Self-Monitoring BP Did Not Improve Control for Pregnant Patients with Hypertension

May 10, 2022
Connor Iapoce

Connor Iapoce is an assistant editor for HCPLive and joined the MJH Life Sciences team in April 2021. He graduated from The College of New Jersey with a degree in Journalism and Professional Writing. He enjoys listening to records, going to concerts, and playing with his cat Squish. You can reach him at ciapoce@mjhlifesciences.com.

There was no statistically significant difference in mean systolic blood pressure for the self-monitoring groups vs the usual care group.

Compared with usual care, blood pressure self-monitoring with telemonitoring did not have significant improvements in clinic-based blood pressure control in a cohort of pregnant individuals with chronic or gestational hypertension, according to new findings.

Investigators found no significant difference in mean systolic blood pressure among those allocated to self-monitoring of blood pressure (SMBP).

“These results were similar for all subgroups including those with gestational hypertension, whether they were recruited directly into the trial or transitioned from the linked trial when they developed hypertension,” wrote lead investigator Lucy C. Chappell, MB BChir, PhD, Department of Women and Children’s Health, St Thomas’ Hospital.

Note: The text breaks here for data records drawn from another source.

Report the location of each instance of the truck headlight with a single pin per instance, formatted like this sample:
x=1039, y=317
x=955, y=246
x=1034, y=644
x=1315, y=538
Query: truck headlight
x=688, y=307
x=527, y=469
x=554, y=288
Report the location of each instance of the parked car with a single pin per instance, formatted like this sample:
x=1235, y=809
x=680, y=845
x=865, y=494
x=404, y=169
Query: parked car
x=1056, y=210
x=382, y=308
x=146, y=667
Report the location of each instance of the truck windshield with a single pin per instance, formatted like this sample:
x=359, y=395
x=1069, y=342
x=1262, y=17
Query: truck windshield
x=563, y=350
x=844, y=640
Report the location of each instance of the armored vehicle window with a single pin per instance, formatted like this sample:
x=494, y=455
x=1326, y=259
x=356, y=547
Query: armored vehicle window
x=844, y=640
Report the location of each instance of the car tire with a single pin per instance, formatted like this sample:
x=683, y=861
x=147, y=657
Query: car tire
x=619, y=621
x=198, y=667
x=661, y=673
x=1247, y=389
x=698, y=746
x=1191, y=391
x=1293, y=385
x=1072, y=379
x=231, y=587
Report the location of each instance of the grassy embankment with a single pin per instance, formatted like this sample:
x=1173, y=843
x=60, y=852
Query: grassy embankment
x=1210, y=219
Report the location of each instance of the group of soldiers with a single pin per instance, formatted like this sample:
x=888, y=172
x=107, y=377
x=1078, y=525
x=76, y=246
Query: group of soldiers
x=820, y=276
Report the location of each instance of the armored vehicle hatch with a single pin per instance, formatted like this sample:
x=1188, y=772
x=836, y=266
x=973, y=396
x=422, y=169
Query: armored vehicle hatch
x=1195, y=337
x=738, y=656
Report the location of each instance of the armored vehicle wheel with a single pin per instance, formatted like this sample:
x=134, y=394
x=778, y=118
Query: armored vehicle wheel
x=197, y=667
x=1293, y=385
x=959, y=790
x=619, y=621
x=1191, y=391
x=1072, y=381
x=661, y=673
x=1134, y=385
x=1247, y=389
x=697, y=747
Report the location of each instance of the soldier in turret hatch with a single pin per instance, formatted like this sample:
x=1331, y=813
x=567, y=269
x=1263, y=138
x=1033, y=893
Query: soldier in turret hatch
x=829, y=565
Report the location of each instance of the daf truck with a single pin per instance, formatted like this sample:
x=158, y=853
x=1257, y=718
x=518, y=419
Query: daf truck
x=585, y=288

The Blood Pressure Monitoring in High Risk Pregnancy to Improve the Detection and Monitoring of Hypertension 2 (BUMP 2) trial evaluated the effect of SMBP in individuals with pregnant hypertension on BP control. Alongside the trial, a linked trial assessed self-monitoring for the detection of elevated BP in individuals with higher-risk pregnancies, according to investigators.

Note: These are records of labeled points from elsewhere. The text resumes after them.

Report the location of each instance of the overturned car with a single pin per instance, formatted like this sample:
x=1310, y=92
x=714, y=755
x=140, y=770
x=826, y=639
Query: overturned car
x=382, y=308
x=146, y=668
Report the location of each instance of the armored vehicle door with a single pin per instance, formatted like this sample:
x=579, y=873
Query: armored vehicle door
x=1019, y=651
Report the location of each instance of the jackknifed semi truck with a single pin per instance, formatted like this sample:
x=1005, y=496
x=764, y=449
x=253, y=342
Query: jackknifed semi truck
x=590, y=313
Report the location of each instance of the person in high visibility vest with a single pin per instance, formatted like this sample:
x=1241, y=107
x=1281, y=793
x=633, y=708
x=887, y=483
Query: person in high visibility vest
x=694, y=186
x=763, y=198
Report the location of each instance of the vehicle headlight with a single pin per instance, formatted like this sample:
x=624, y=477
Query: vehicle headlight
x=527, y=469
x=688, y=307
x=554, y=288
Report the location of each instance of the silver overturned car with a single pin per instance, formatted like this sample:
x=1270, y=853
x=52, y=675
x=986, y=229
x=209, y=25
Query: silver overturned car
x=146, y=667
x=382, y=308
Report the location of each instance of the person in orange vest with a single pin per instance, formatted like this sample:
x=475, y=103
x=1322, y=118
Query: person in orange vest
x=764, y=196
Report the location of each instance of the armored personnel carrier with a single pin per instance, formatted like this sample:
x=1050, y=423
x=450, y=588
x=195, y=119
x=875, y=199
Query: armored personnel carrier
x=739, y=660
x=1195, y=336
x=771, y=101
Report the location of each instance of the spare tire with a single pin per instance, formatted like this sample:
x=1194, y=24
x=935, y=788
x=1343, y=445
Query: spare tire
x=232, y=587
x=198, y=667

The study population consisted of individuals aged ≥18 years with chronic hypertension who were enrolled up to 37 weeks’ gestation, or gestational hypertension enrolled at 20 to 37 weeks’ gestation. They were recruited from 15 hospital maternity units in the United Kingdom.

These individuals were randomized 1:1 to either SMBP or usual care. Those randomized to SMBP were given a monitor validated in pregnancy and preeclampsia and a secure telemonitoring system using an app, while usual care consisted of blood pressure measured by professionals at regular antenatal clinics.

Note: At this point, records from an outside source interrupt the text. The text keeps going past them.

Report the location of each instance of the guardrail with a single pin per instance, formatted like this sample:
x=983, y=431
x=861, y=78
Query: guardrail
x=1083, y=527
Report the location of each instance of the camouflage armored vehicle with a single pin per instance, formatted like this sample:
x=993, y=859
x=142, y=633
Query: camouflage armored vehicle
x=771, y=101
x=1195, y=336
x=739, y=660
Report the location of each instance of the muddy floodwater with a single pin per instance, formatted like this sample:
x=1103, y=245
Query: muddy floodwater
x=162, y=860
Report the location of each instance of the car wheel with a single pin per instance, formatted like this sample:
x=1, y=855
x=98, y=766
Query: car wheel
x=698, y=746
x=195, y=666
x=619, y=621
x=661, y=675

Chappell and colleagues identified the primary outcome as the difference in mean systolic BP recorded by health care professionals between randomization and birth. A total of 850 pregnant individuals with hypertension were randomized between November 2018 and September 2019. The primary outcome was available for 416 participants (96.7%) in the SMBP group and 405 participants (96.4%) in the usual care group.

Those with chronic hypertension were recruited at 20 weeks and had a mean age of 36 years, while those with gestational hypertension were recruited at 33 weeks and had a mean age of 34 years.

In the cohort of individuals with chronic hypertension, the mean clinic systolic BP was 133.8 Hg in the SMBP group compared with 133.6 mm Hg in the usual care group (adjusted mean difference, 0.03 mm Hg [95% CI, -1.73 to 1.79]).

Further, in the gestational hypertension cohort, the mean systolic BP was 137.6 mm Hg in the SMBP group compared with 137.2 mm Hg in the usual care group (adjusted mean difference, -0.03 mm Hg [95% CI, -2.29 to 2.24]).

Investigators additionally observed no significant differences in adverse events or serious adverse events between the self-monitoring and usual care allocations (serious adverse events: 4 vs 2 in the chronic hypertension group and 4 vs 1 in the gestational hypertension group).

The study, “Effect of Self-monitoring of Blood Pressure on Blood Pressure Control in Pregnant Individuals with Chronic or Gestational Hypertension,” was published in JAMA.